Celo brands itself as a Libra competitor with the same goal of “banking the unbanked.” One way it does this is by enabling its users to send digital funds directly to each other's phone numbers rather than to long addresses consisting of multiple symbols and characters. The complexity of long addresses can sometimes result in lost funds, or money sent to the wrong address, so simplifying the process could reduce one of crypto’s barriers to entry.
And like Facebook’s Libra, Celo is also backed by several stablecoins designed to limit volatility.
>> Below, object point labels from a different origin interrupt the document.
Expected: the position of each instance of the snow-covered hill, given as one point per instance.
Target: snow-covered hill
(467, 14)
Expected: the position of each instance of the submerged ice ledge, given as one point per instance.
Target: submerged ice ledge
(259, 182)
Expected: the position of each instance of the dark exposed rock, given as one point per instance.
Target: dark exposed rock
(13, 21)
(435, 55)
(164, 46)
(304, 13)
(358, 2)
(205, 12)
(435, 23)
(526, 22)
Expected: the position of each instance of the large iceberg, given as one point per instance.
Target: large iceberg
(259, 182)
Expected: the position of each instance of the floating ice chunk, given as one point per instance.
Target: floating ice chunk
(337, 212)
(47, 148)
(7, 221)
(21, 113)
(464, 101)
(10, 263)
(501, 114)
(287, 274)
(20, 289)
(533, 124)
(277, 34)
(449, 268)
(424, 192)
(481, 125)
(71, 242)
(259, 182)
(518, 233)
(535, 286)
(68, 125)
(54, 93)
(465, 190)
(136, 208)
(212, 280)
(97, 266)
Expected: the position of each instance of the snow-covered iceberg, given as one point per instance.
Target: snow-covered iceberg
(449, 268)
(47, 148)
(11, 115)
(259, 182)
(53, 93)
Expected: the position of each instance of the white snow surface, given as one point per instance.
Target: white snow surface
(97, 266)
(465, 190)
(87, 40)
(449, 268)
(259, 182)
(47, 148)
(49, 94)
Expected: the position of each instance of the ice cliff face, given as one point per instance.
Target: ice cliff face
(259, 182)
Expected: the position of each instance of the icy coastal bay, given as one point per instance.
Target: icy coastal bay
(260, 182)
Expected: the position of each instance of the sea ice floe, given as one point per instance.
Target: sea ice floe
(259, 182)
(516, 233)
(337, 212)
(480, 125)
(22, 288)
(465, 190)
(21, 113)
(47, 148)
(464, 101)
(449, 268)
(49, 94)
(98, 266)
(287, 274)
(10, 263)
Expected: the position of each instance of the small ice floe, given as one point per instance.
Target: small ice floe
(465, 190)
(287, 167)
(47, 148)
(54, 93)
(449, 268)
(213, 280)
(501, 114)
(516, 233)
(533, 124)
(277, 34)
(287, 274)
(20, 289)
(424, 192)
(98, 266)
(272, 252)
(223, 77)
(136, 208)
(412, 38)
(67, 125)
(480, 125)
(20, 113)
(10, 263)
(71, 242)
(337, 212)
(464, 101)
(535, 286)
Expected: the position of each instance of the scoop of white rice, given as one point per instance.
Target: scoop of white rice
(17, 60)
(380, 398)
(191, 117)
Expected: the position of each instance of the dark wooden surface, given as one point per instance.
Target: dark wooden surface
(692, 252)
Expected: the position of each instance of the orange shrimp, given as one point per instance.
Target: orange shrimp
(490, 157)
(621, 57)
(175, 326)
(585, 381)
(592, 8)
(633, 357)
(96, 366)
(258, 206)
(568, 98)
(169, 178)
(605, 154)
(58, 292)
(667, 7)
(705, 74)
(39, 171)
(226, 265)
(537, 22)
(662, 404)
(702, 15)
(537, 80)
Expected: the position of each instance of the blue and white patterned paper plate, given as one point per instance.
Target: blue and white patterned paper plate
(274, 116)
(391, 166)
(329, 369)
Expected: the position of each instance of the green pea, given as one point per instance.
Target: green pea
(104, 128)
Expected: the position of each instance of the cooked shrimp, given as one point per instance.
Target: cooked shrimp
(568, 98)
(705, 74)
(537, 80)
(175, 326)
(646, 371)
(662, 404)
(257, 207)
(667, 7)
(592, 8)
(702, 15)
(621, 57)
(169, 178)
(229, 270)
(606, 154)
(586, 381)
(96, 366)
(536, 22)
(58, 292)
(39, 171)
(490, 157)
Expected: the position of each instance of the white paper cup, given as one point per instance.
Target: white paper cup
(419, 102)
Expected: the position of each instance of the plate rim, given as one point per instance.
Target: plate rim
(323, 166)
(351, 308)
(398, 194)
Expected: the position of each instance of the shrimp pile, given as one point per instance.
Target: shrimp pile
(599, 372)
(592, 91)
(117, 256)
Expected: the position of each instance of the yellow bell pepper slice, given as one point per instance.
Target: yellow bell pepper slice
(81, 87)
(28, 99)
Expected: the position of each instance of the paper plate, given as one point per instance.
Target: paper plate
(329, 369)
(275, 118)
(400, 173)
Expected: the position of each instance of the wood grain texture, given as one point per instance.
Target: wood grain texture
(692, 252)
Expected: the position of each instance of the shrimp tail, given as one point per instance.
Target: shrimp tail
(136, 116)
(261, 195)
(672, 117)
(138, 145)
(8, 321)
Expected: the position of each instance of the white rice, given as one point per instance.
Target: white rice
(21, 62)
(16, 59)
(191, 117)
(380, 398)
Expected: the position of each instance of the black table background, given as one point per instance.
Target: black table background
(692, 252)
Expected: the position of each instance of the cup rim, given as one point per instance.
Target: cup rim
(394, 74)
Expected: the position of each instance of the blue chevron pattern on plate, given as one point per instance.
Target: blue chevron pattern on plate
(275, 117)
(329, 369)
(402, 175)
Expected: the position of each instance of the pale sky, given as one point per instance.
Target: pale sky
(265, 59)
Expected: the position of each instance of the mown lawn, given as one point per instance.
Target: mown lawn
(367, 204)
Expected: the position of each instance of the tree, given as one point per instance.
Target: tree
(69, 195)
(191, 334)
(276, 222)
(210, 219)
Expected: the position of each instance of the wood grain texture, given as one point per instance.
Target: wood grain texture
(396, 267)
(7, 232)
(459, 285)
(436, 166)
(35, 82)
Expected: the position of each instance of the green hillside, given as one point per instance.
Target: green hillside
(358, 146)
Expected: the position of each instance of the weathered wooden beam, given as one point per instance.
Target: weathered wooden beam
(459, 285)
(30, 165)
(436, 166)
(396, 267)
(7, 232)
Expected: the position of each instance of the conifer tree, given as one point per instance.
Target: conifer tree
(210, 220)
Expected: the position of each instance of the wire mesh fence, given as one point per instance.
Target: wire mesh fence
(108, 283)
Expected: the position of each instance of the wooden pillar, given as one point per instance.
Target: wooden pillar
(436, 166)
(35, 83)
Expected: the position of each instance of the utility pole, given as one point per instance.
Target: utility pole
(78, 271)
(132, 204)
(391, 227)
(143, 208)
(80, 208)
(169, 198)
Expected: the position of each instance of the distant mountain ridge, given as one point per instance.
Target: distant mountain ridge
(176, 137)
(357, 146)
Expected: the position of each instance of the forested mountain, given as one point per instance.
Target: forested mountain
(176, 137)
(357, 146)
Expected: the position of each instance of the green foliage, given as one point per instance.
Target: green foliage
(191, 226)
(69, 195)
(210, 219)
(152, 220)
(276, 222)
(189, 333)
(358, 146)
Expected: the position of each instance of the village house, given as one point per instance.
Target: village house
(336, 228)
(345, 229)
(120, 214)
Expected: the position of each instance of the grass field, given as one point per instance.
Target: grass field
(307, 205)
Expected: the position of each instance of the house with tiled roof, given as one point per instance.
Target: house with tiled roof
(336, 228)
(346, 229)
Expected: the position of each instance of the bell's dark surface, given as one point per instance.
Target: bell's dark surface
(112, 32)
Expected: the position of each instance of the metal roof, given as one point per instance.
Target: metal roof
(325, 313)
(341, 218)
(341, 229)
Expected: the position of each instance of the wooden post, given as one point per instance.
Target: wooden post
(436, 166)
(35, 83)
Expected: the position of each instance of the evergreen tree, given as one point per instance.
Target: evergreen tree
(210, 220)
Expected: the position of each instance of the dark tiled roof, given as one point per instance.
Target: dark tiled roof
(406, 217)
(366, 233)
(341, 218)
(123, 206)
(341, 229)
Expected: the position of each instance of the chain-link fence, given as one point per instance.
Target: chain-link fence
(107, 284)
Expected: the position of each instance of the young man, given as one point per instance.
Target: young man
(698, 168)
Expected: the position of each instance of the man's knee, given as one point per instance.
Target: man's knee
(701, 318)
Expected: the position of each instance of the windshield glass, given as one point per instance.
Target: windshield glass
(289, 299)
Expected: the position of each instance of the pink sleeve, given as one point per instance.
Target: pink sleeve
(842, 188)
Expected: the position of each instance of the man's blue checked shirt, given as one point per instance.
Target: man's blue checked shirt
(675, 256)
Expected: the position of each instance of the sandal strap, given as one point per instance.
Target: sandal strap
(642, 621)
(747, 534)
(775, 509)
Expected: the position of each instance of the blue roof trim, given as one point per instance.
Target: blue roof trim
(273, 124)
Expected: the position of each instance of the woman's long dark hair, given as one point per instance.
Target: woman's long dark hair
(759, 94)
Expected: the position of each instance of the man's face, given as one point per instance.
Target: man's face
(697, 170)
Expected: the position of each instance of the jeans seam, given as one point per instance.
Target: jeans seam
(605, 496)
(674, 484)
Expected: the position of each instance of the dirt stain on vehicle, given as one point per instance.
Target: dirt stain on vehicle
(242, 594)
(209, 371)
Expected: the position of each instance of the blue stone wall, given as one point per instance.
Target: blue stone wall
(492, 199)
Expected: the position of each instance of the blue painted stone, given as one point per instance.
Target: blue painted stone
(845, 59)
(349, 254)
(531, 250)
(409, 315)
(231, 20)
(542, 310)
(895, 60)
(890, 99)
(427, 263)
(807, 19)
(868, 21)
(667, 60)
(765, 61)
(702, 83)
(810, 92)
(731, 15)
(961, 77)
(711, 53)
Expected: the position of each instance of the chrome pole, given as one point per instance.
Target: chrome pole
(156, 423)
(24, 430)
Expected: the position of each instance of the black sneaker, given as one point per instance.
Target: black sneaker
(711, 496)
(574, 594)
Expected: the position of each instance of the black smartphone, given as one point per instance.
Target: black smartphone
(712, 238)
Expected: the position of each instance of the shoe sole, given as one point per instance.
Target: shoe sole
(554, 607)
Among the currencies users can send to each other will be the network’s own stablecoins Celo Gold (cGLD) and the Celo Dollar (cUSD).
By partnering with Bison Trails, it potentially opens up Celo’s network to new users, who can now participate in Celo by running nodes with Bison Trails. The idea is to boost Celo’s adoption by getting more users on its network without requiring these users to have any technical core competency or expertise in the protocol-specific blockchain infrastructure.
But why would Bison Trails, a founding member of Libra, want to help a network that positions itself as a direct competitor? In an interview with Decrypt, Bison Trails CEO Joe Lallouz said that his company is, in fact, blockchain “agnostic.” Bison Trails, he said, is ready and willing to work with any project it thinks will move the crypto industry forward in a positive way.
“We joined both the Libra Association and the Celo Alliance for Prosperity because we believe there’s a need for groups of incentive-aligned participants to help govern, secure, support and further these protocols through collaboration,” Lallouz said.
While Celo is a potential rival to Libra, the projects are different on a technical level, he explained. Libra, for example, is permissioned. The project is governed by the Libra Association, and membership is regularly controlled by Association affiliates. Celo, by contrast, is permissionless and more decentralized, said Lallouz.
But Bison Trails is interested in both projects because they share the same goal of making the world “more financially inclusive,” he said.
“We support both projects, and we believe they can coexist,” said Lallouz. “Our focus is to help these networks have the infrastructure necessary to achieve massive scale and adoption. This aligns with our goal of strengthening the entire blockchain ecosystem to enable the pioneers of tomorrow.”
Bison Trails is not the only company to support both Celo and Libra. Digital asset custody company Anchorage, as well venture capital firms Coinbase Ventures and Andreessen Horowitz, are also backing both projects.